A partir de las seis, quien toma las riendas de las cenas es Delmar, y entonces más me vale largarme y dejarle el campo libre, lo más limpio posible.

Me pongo la cazadora forrada de piel, la bufanda tapabocas, me pongo los guantes, cojo el integral y me despido de todo el mundo.

—Adiós, adiós.

Tenemos también dos sudamericanos que, a estas horas, siempre están pelando patatas y, antes de la movida de las cenas, las hervirán y dejarán a punto para pochar al día siguiente.

Durante todo el día he estado fantaseando con lo que me ha soltado Elena por la mañana: «Tendrías que poner un Rodón en tu vida».

¿Te imaginas?

¿Te lo imaginas, Teresa? ¿Cómo sería?

Cabalgando en mi Honda de color verde botella, salgo al paseo de Colón, voy a rotondar la famosa estatua que con el dedo índice señala a Mallorca, y recorro otra vez el paseo de Colón en dirección contraria, por el paseo de Isabel II, la avenida de Circunvalación entre el zoológico y la estación de Francia, y enseguida, en cuanto puedo, giro a la izquierda para penetrar en la calle Wellington.

No estoy construyendo castillos en el aire, no planeo como un planeador, no esbozo futuro alguno ni me hago ilusiones. Solo repito una y otra vez: «¿Te imaginas, Teresa? ¿Te lo imaginas?».

Y, en cuanto llego a casa, después de cambiarme de ropa, de ponerme cómoda y encender la tele para que me haga compañía, con su runrún de fondo, que si no la pongo me parece que me he vuelto sorda, me siento ante el ordenador y escribo el nombre de Alexis Rodón en el buscador.

Se me ofrecen doscientas y pico mil entradas, pero no todas se refieren a mi objetivo. La verdad es que hay muy pocas referidas a lo que busco. Hago clic sobre la primera y empiezo a internetear la vida de Rodón.

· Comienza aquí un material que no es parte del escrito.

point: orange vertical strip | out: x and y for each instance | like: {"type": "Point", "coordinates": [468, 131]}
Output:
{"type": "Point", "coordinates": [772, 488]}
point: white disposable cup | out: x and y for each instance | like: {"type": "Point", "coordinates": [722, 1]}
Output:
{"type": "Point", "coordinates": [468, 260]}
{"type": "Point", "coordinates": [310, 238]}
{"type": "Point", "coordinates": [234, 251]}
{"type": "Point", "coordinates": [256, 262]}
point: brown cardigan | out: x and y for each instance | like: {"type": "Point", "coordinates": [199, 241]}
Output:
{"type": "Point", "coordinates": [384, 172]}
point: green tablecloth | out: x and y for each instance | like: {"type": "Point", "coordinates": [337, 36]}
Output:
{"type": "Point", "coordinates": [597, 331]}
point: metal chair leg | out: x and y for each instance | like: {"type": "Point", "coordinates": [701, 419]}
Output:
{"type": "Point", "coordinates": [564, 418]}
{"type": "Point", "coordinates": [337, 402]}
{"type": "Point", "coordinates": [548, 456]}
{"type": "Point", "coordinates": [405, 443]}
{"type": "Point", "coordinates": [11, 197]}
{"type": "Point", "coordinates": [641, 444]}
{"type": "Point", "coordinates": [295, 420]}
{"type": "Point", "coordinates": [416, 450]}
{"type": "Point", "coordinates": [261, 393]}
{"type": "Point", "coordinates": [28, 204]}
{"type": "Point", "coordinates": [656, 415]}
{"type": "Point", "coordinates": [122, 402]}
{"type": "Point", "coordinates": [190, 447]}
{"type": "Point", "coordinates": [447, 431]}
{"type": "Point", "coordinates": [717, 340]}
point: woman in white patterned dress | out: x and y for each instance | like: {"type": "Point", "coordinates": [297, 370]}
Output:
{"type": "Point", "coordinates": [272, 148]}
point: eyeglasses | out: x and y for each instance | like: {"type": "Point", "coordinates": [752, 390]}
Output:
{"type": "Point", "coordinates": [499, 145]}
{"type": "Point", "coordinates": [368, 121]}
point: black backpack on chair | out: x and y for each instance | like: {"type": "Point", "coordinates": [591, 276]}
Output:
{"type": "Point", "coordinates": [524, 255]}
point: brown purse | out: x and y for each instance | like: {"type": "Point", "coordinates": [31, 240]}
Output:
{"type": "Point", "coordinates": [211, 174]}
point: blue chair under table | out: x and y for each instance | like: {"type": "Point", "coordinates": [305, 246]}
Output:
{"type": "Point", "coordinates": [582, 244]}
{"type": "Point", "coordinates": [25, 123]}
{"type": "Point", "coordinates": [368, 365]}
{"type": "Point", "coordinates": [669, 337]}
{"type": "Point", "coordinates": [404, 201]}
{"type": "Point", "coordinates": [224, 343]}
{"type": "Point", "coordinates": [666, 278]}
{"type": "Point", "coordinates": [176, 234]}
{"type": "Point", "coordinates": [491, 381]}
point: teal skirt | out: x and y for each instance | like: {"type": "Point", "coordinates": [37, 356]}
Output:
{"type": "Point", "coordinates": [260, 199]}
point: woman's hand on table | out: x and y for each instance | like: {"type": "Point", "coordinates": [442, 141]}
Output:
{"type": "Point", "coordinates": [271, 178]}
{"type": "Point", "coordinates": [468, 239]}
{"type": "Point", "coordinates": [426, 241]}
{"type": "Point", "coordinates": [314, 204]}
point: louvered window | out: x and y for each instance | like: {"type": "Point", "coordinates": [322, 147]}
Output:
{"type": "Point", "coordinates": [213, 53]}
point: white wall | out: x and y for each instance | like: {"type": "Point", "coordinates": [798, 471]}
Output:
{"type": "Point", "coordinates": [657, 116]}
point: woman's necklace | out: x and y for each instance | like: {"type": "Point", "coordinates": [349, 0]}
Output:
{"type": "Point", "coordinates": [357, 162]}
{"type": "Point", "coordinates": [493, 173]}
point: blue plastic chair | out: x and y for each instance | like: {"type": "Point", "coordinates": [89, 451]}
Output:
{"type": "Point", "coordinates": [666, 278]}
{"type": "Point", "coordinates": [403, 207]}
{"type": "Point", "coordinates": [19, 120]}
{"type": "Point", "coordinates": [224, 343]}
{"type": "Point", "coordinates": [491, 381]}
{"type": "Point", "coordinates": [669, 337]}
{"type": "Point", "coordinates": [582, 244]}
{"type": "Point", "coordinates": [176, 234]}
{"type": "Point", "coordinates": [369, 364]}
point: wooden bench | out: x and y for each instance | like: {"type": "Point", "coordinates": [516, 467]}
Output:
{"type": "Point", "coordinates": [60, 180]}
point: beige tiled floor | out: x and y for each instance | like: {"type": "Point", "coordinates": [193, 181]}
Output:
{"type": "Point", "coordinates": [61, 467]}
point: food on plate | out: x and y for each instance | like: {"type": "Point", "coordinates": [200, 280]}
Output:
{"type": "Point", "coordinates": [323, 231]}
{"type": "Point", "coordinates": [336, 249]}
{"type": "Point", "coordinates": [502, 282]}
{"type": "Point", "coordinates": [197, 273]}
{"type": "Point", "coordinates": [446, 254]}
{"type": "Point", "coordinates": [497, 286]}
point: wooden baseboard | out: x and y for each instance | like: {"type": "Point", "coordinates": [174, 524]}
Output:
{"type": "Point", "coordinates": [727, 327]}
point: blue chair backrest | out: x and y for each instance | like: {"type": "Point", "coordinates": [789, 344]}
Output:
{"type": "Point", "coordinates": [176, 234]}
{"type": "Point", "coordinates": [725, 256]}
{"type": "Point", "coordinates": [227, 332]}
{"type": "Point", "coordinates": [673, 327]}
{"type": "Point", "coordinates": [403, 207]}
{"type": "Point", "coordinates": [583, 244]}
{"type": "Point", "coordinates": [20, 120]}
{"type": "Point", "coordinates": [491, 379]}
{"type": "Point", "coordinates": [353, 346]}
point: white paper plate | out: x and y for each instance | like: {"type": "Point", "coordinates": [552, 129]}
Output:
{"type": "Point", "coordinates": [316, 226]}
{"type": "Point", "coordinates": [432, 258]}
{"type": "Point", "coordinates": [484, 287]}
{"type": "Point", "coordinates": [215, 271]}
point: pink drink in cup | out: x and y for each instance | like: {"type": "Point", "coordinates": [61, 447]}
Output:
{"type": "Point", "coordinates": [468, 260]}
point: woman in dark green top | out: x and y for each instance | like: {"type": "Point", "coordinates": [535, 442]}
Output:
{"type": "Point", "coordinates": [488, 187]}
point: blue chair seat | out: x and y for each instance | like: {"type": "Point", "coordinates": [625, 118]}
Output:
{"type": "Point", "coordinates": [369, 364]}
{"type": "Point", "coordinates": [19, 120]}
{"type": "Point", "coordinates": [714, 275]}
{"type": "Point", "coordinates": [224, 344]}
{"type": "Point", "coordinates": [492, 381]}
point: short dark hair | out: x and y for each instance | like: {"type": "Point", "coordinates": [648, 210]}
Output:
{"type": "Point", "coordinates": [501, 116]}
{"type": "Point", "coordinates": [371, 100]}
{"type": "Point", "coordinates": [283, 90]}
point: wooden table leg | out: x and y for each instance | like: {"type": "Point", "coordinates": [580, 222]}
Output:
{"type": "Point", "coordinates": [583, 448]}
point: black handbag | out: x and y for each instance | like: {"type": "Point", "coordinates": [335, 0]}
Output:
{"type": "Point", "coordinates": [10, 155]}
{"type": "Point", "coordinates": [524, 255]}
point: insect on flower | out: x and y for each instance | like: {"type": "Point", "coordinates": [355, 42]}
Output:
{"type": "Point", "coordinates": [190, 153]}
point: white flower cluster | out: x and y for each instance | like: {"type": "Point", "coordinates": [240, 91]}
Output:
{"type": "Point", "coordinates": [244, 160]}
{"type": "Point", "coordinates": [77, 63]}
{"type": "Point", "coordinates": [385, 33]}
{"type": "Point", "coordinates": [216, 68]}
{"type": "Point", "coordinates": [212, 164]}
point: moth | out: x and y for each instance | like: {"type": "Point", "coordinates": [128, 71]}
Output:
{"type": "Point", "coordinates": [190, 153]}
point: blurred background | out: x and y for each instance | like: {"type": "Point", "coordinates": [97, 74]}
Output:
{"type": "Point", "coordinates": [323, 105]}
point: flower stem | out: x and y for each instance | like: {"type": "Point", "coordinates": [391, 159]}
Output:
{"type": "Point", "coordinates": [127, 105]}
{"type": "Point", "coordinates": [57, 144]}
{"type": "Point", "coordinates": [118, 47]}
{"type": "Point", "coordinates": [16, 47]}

«El sargento Alexis Rodón asume la responsabilidad de las torturas».

Primera plana de un periódico de 2009, hace cuatro años. Alexis Rodón exime de todo a los agentes y a un mando que también estaban inculpados por el juez. «Yo tomé la iniciativa —declara—. El inspector Durán había salido de la cabaña y mis compañeros no pudieron detenerme». «El caso de la pequeña Jaquelín». «El secuestrador, el belga Paul Abélard Zouave, el Ferrailleur, se convierte de victimario en víctima».

La foto solo muestra el momento en que conducían al sargento Alexis Rodón a los juzgados y estaba a punto de montar en un 4×4, y lleva la cabeza cubierta por un abrigo. No puedo saber qué aspecto tiene, pero empiezo a formarme una buena imagen de él. Pienso que es una persona noble y valiente que acepta su culpa y no quiere compartirla con sus compañeros, ni mucho menos descargarla sobre el inspector que dirigía el operativo y habría tenido que responder por los hechos.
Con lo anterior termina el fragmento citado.